Once the diagnoses of bladder rupture has been made, it is important to determine the nature of injury as intraperitoneal or extraperitoneal as these factors determine care. It has been generally accepted that intraperitoneal injuries should be treated surgically, while extraperitoneal may be properly handled with proper catheterization in select patients [17]. Untreated intraperitoneal bladder extravasations have been associated with a much higher morbidity than extraperitoneal and surgical repair has been correlated with improved survival [18]. In this study, the incidence of intraperitoneal bladder extravasation was low and therefore was felt unlikely to determine robust predictive factors of this subset of the population. Further research must be done to find a direct indicator of intraperitoneal injury.
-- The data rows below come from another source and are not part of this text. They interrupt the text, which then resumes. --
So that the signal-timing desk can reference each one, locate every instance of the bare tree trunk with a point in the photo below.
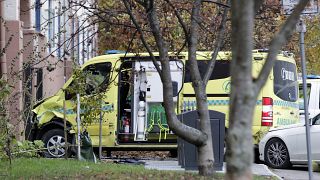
(205, 150)
(239, 139)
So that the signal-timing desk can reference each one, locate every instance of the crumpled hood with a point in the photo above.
(53, 107)
(287, 127)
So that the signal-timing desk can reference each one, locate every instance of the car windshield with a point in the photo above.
(301, 100)
(285, 81)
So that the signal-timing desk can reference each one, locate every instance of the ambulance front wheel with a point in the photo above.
(54, 144)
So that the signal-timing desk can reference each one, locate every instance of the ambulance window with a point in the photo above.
(221, 70)
(285, 81)
(97, 77)
(301, 102)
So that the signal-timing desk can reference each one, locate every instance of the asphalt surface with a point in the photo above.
(257, 169)
(296, 173)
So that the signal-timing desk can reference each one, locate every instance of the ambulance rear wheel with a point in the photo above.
(54, 143)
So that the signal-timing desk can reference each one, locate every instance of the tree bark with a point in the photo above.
(239, 153)
(205, 150)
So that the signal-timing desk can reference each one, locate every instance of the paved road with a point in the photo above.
(295, 173)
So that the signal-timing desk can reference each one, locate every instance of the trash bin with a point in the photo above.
(187, 153)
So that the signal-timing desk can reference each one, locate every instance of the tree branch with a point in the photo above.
(217, 45)
(278, 41)
(142, 36)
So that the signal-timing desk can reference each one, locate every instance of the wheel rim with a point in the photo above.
(55, 146)
(277, 154)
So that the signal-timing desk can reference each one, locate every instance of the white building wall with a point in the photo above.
(12, 10)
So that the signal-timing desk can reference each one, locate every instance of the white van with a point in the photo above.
(313, 96)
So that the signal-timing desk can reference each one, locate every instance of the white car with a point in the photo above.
(285, 146)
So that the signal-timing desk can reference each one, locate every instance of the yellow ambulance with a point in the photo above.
(132, 115)
(277, 103)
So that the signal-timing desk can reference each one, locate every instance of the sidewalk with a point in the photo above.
(257, 169)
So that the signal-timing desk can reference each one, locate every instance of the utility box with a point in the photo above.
(187, 153)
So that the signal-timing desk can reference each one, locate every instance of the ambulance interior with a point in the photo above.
(141, 116)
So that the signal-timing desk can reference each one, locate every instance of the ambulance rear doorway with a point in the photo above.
(141, 115)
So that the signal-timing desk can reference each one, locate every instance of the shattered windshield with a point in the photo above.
(285, 81)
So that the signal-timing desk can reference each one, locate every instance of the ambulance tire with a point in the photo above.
(53, 142)
(276, 154)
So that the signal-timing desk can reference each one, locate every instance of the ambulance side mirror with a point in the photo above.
(68, 95)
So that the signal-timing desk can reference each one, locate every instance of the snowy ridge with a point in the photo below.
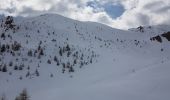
(54, 57)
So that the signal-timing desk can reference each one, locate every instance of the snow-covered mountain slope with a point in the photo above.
(54, 57)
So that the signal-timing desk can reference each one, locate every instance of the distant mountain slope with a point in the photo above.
(54, 57)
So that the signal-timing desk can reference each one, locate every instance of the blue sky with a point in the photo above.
(122, 14)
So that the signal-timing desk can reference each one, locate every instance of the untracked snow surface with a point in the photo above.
(74, 60)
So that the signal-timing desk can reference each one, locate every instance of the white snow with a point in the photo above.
(122, 70)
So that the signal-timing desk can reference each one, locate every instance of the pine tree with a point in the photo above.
(4, 69)
(23, 95)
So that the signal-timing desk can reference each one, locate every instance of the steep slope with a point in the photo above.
(59, 58)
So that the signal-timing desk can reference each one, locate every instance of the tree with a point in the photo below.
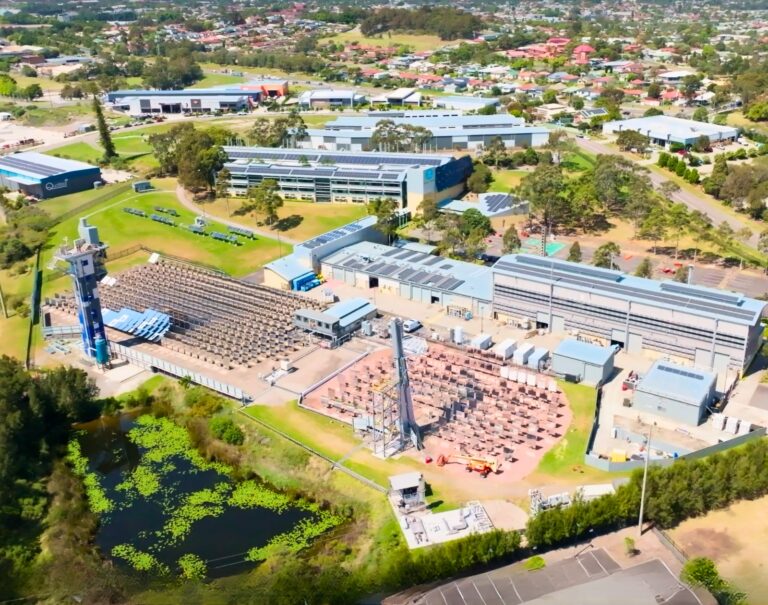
(681, 275)
(574, 253)
(631, 139)
(263, 199)
(559, 143)
(645, 268)
(700, 115)
(385, 210)
(223, 185)
(105, 138)
(546, 192)
(510, 242)
(604, 255)
(480, 178)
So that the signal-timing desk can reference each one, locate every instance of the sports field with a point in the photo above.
(736, 539)
(122, 230)
(416, 41)
(298, 220)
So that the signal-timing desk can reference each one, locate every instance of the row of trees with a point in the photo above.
(193, 155)
(684, 490)
(447, 22)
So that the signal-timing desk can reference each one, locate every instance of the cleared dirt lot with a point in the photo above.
(735, 538)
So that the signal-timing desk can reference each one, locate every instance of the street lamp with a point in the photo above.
(645, 480)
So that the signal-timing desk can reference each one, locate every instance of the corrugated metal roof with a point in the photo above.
(687, 385)
(584, 351)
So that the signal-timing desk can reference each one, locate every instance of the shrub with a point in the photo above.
(224, 428)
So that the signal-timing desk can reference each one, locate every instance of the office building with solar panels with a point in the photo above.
(458, 286)
(449, 131)
(44, 176)
(710, 328)
(356, 177)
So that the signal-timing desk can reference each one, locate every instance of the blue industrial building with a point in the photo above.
(45, 176)
(345, 176)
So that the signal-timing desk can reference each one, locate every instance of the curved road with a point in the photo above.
(703, 204)
(186, 201)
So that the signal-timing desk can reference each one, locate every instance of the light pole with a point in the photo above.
(645, 480)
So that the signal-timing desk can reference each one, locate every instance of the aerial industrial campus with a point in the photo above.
(451, 305)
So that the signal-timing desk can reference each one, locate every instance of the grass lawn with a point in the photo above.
(121, 230)
(80, 151)
(504, 180)
(336, 440)
(302, 220)
(416, 42)
(218, 80)
(566, 460)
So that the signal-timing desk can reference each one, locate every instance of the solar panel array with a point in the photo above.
(27, 167)
(332, 235)
(602, 283)
(412, 270)
(361, 159)
(498, 202)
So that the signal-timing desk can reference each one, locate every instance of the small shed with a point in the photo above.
(408, 491)
(676, 392)
(537, 358)
(583, 362)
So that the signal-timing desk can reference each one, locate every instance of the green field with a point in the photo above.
(121, 230)
(298, 220)
(504, 180)
(566, 460)
(80, 151)
(416, 42)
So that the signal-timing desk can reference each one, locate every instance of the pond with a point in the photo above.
(164, 509)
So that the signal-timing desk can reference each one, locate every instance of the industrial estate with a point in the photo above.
(355, 304)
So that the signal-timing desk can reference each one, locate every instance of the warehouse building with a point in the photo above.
(329, 97)
(357, 177)
(583, 362)
(680, 393)
(202, 100)
(44, 176)
(303, 264)
(457, 132)
(338, 321)
(713, 329)
(664, 130)
(460, 288)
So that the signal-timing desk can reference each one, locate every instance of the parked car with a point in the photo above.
(411, 325)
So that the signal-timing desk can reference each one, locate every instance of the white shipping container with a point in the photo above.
(505, 348)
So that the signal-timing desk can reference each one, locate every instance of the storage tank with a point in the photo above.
(482, 342)
(522, 353)
(505, 348)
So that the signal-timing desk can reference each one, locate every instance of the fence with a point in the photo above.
(34, 312)
(607, 465)
(155, 364)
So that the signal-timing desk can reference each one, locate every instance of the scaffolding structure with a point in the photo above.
(393, 419)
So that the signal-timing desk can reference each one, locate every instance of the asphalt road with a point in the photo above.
(703, 204)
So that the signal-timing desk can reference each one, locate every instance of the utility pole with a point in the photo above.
(645, 480)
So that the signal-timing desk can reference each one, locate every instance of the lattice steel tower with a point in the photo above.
(86, 266)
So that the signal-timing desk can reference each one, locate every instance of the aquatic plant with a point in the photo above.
(139, 560)
(192, 567)
(97, 497)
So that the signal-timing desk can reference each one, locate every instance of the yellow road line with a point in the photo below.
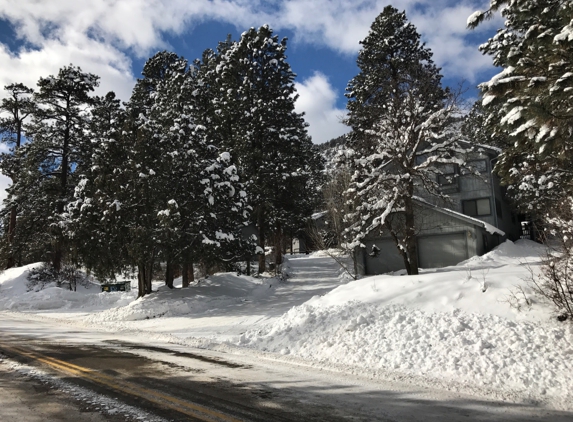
(163, 400)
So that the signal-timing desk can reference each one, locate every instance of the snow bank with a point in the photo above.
(453, 324)
(216, 292)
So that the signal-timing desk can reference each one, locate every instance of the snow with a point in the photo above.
(450, 327)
This study has some limitations. As a retrospective, single-institution study, the results may not be generalizable. Female urethral injuries are exceedingly rare in relation to male urethral injuries, as evident in the discrepancy in the patient sample size [2]. With additional data, differences in predictive outcome between the sexes may be elucidated. The cohort in this study was reserved to patients who had noted blunt urethral trauma. Ideally this research can be expanded to study all patients who arrive with trauma to the pelvis and lower abdomen to assess the likelihood of bladder injury. Also, due to the nature of trauma patients, some elements on their charts were left undocumented, such as gross hematuria. This led to the inability to perform advanced statistical calculations regarding this metric; however, trends in the data regarding gross hematuria were noted. Finally, the trauma population is less likely to attempt to seek out adequate follow-up care particularly from specialty branches such as urology. As such, the database used had high-quality data on the nature of injury but sparse detail on long-term urologic outcome. To validate the results from this study, further research from multiple institutions is needed to replicate the significant correlation between ISS and bladder perforation. A large cohort from multiple institutions can better assess the validity and significance between ISS and intraperitoneal extravasation in subjects after abdominal and pelvic trauma.

In conclusion, the Injury Severity Score has a statistically significant correlation with the presence of concurrent bladder perforation in patients presenting with blunt urethral trauma. A more comprehensive assessment of overall measure of anatomic injury may be a predictor for clinically significant bladder injury.